Basically, instead of addressing the issue of men raping women and then marrying them, it sidetracks with the use of words in the instance of Potiphar's wife and Joseph, then simply declares "Nonetheless, the claim......is incorrect."
Especially in Bible times, but still so- rapists are generally men. And to suggest a softening of the meaning centuries later is just reinventing what the Bible says. It was clear that if the woman was "engaged," she should have saved herself by crying out, so the Bible refers to rape and the people who read it back then knew that.

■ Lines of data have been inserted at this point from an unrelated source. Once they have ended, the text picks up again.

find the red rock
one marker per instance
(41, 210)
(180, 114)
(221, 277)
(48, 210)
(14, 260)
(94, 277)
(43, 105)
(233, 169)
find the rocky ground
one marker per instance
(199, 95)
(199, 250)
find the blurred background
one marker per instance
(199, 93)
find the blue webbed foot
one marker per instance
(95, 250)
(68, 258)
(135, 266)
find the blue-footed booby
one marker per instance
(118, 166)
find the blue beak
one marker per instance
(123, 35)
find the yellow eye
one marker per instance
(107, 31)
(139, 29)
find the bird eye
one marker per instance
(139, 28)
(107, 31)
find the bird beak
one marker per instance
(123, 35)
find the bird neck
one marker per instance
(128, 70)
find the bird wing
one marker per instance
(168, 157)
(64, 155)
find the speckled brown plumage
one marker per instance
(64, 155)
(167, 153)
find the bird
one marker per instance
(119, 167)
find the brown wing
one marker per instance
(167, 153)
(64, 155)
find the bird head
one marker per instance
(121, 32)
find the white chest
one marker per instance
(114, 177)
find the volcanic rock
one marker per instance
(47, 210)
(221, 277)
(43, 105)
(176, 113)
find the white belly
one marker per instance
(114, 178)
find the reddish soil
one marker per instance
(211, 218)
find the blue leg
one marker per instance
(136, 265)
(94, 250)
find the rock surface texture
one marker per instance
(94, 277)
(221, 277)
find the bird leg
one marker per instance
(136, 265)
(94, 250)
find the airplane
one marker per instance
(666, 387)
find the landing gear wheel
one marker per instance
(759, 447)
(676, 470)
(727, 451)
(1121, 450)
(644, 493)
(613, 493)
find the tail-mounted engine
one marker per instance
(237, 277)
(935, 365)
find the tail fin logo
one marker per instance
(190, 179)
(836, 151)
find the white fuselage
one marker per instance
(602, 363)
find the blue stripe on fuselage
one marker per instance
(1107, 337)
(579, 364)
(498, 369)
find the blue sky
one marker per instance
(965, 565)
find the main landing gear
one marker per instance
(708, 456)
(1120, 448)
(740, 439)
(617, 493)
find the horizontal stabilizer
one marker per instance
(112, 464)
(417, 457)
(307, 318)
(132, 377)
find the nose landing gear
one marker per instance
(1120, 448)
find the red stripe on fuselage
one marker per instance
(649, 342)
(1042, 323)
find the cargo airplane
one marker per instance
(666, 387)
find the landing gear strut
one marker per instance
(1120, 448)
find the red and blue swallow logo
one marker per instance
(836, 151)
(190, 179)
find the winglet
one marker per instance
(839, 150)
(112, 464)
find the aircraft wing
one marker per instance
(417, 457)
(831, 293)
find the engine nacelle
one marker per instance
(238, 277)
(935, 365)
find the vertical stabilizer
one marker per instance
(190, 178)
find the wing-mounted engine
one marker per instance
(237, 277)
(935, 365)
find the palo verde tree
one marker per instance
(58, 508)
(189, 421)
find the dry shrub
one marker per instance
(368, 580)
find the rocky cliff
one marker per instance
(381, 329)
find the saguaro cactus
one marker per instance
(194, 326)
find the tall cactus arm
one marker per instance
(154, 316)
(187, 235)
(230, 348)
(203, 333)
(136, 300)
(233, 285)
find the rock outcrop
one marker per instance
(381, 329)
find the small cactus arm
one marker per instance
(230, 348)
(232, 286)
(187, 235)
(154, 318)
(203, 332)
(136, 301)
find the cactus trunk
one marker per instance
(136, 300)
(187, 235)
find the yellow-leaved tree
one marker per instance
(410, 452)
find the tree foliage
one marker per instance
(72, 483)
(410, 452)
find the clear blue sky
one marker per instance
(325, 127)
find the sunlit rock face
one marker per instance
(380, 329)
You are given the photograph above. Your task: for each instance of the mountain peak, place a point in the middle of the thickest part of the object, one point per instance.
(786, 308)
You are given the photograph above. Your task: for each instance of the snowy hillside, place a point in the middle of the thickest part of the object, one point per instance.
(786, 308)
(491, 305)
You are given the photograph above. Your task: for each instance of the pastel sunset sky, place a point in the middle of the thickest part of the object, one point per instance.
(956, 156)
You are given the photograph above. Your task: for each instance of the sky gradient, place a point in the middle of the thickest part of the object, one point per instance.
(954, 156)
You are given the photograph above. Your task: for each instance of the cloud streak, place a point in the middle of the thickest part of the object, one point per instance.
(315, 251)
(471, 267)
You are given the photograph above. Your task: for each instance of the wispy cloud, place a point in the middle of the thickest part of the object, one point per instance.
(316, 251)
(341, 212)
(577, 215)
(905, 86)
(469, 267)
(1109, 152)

The Bible doesn't declare that people should stone a rapist (or otherwise kill him) unless she belongs to another man. The Bible tries to imply that the rapist is accountable for what he did. That means, he is stuck with the woman he raped. So that is written from a man's point of view- a man who understood the law not only allowed rape, but institutionalized it. If you want an unengaged woman, rape her and she is yours, especially if she did not cry out and doesn't want to be put to death.
And really, when we talk about women in the Bible being forced to marry their rapist, we are primarily thinking about men who have killed her parents in some kind of warfare, and then the man takes the child as a wife, giving the non-Jew no choice in the matter- hence rape takes place. Women were just property, valuable for sex and doing housework.